# Ceado "reskinning" or "Nicheifying the Ceado"



## Rob1 (Apr 9, 2015)

I've had the E8 since 08/15 and haven't used it at all for the past two years. I got a Lido E in 12/15 and took the Ceado out of service sometime towards the end of Jan 16 while intending to fit it with a arduino timer but I could never be bothered to solder all the parts together, make a custom lid for the doser and perform other modifications to make it easy and quick to use.

Fast forward two years (after using the Ceado a couple of times since) and I get a Pharos which I'm very happy with. I think I should probably sell the Ceado, especially before the Niche comes out and this forum is flooded by similar grinders...but for some reason I don't want to part with it, despite knowing it's just going to sit there....

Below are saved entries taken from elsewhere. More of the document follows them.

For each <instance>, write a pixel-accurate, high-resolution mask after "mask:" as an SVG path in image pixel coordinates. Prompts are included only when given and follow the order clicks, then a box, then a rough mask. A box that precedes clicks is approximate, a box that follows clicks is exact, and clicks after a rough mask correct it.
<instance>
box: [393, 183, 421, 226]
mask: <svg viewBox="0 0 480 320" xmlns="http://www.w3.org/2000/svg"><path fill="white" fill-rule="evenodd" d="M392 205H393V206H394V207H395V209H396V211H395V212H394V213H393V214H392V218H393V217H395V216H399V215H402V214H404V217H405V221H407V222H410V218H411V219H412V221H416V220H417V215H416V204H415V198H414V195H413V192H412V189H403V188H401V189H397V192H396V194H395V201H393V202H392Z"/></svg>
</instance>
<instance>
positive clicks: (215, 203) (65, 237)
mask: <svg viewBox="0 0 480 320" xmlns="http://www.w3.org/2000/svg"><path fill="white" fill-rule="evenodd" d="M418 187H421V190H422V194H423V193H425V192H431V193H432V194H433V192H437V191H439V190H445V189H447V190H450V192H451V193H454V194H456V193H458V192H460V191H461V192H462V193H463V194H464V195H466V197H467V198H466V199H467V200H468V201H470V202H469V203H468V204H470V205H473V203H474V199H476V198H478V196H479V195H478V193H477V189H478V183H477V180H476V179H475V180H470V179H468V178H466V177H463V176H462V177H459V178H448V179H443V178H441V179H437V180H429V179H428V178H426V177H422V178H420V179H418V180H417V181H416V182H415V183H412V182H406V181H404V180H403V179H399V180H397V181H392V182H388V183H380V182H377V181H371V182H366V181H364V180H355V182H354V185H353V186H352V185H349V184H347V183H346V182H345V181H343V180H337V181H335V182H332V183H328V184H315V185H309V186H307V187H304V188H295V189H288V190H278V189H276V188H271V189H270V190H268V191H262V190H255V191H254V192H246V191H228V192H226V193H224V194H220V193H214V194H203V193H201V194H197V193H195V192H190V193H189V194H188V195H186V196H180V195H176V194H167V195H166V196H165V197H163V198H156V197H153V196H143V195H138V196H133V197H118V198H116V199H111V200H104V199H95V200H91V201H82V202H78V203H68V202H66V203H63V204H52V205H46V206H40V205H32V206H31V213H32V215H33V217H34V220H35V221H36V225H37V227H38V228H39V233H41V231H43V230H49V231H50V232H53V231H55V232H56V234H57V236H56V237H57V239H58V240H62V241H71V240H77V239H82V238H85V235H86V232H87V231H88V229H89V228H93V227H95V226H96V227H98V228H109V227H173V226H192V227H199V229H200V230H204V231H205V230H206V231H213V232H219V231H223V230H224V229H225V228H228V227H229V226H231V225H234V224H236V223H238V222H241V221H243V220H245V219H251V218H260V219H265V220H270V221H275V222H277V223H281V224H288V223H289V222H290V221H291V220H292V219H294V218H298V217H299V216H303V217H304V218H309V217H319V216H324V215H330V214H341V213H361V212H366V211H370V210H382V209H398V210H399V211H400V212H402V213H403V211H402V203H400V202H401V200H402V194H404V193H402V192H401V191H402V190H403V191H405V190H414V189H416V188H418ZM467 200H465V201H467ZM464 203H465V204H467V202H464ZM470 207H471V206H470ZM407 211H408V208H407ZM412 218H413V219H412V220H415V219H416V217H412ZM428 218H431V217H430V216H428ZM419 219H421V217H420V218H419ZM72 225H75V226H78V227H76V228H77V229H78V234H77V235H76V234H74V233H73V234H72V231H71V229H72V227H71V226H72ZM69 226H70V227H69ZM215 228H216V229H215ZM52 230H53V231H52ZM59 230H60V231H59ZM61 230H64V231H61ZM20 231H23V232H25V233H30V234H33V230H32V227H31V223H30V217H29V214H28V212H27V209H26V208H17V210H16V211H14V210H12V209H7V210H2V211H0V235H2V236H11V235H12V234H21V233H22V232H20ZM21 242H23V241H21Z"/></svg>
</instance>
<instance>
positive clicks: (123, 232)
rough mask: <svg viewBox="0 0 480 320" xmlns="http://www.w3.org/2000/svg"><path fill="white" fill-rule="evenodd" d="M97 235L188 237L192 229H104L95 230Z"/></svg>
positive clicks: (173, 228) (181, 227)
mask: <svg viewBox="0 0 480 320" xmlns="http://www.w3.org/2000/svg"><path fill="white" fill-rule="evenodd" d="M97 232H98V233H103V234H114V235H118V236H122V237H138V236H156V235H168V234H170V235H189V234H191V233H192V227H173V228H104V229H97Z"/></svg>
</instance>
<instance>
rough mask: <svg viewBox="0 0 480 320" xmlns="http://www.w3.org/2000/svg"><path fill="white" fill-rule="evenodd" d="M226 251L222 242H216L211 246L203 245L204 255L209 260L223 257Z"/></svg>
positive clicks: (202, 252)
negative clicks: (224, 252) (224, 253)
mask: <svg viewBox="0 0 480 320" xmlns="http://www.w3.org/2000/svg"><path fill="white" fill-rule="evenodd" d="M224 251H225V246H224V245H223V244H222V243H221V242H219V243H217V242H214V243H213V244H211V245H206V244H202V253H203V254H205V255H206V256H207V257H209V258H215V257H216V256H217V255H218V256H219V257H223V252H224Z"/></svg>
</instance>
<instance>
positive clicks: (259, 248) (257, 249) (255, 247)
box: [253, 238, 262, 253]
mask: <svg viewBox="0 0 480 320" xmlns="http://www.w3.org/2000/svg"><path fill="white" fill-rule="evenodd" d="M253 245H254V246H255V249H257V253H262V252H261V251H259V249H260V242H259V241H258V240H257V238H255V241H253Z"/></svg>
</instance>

Then I realise why, and it's because in the back of my mind I've always thought about the burr carrier mounted to the motor and it being one independent unit. The E8 is the same as the E37s, just in a larger case with a doser. So I got to thinking recently, why can't I just remove the motor and create a mount for the entire thing? I could mount it on an angle to help with single dosing, fit it with a removable exit chute to clear the grinds. The entire assembly is no more than 15 cm tall and about 12/13 cm deep, with a barebones setup, and the electronics mounted into a small enclosure (capacitor, power connection etc) it could be a really compact large flat burr grinder.

What I have in mind is to suspend the motor and assembly between two aluminium plates by attaching it to an axle that would allow the grinder to be tilted with a lever (to facilitate removal of grinds from the chamber and exit chute and to possibly mount it on slight angle while in use).

I'm creating this thread to invite tips, input, criticism, and to put the idea out there for people who have Ceados with dosers that they might be able to convert them into something more kitchen friendly, and who knows maybe even people with the E37s and similar might think about doing the same if it's successful. I'm not sure how well Mazzers will do with this idea as I have no idea how their burr carriers and motors are built, but the Ceado's is really nice and seems safely enclosed.


----------



## PPapa (Oct 24, 2015)

I suppose you could be mounting like the E37Z: https://www.ceado.com/en/product/78.html


----------